Driving, I asked Jairo about the many walls in Tegucigalpa. His answer seems to me to be pure wisdom and worth passing on. He explained that walls could be both negative and positive. Walls in the OT are often good. The walls around Jerusalem provide safety and protection from dangerous foes. Yet, he also explained that should walls allow for openness. The walls of Jerusalem were not always closed. During the day, the walls remained open except under certain extremely dangerous circumstances. And at night, the walls were closed. Yet, even then, a small door allowed desperate people to enter the city. In this way, the Jerusalem walls served both a protective and an inclusive purpose. Despite their divisive purpose, they allowed for openness.

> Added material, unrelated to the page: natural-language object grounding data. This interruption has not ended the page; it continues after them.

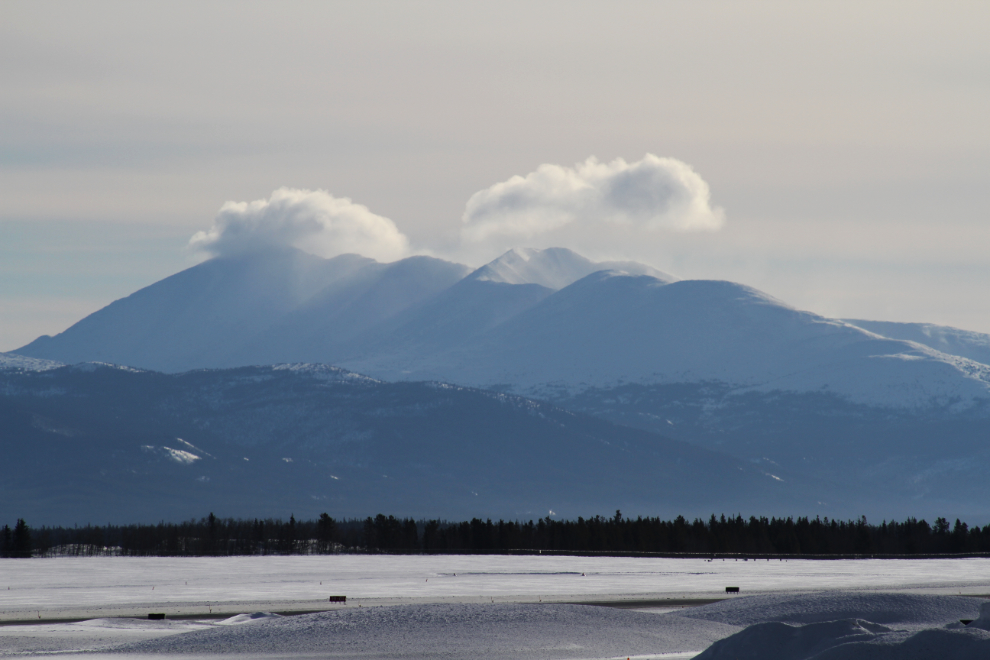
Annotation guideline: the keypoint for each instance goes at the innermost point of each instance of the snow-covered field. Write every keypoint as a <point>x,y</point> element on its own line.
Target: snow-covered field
<point>452,604</point>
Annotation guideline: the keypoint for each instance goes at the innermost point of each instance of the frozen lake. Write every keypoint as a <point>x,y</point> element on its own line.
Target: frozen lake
<point>51,587</point>
<point>476,606</point>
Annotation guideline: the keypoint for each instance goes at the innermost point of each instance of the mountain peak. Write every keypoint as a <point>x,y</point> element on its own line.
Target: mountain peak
<point>554,268</point>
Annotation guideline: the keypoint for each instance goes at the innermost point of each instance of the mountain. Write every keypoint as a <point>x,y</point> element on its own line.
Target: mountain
<point>98,443</point>
<point>972,345</point>
<point>231,310</point>
<point>880,415</point>
<point>609,329</point>
<point>553,268</point>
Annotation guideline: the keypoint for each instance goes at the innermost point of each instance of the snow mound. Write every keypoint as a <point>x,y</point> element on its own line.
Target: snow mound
<point>784,641</point>
<point>253,617</point>
<point>848,640</point>
<point>828,626</point>
<point>901,610</point>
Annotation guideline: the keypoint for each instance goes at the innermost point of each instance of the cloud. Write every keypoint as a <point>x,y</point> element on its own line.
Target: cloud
<point>648,196</point>
<point>314,221</point>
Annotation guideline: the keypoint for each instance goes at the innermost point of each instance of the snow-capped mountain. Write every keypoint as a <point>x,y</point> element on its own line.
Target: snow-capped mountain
<point>554,268</point>
<point>99,443</point>
<point>206,315</point>
<point>716,364</point>
<point>528,321</point>
<point>945,339</point>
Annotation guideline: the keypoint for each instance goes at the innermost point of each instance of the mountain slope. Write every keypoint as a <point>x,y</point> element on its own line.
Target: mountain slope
<point>348,309</point>
<point>553,268</point>
<point>261,307</point>
<point>195,316</point>
<point>96,442</point>
<point>609,328</point>
<point>972,345</point>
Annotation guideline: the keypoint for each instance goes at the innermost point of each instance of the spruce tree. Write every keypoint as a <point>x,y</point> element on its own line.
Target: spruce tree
<point>21,542</point>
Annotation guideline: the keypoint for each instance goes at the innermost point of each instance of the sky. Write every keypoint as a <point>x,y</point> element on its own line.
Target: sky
<point>834,155</point>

In Tegucigalpa, I wondered how to navigate their issue. It is not simple. Thieves will enter if not walls stands in their way. Violent men must also be kept out. And property rights are also not secure. If no obvious boundary exists, people are able to put up a home and live there. Yet, what do we as Christians communicate when we set up walls? And while we may gain safety, we still must ask ourselves what do we lose? One wonders how much of the adversarial posture between the rich and poor would change if walls were not so central? Or, even if walls remain (and likely they need to) how can they serve a purpose like the walls of Jerusalem…how can they allow some openness?
And even in our neighborhoods, how do walls communicate the great Welcome of Jesus? How do walls function to divide us from our neighbors or even the poor and too often unwelcome? Do our walls serve an exclusive function or a protective function? And if we are walled, are the walls really necessary or are they a product of sinful fear? Do they protect us or divide us? Literal walls are erected throughout our Valley. After listening to Jairo, I wonder why?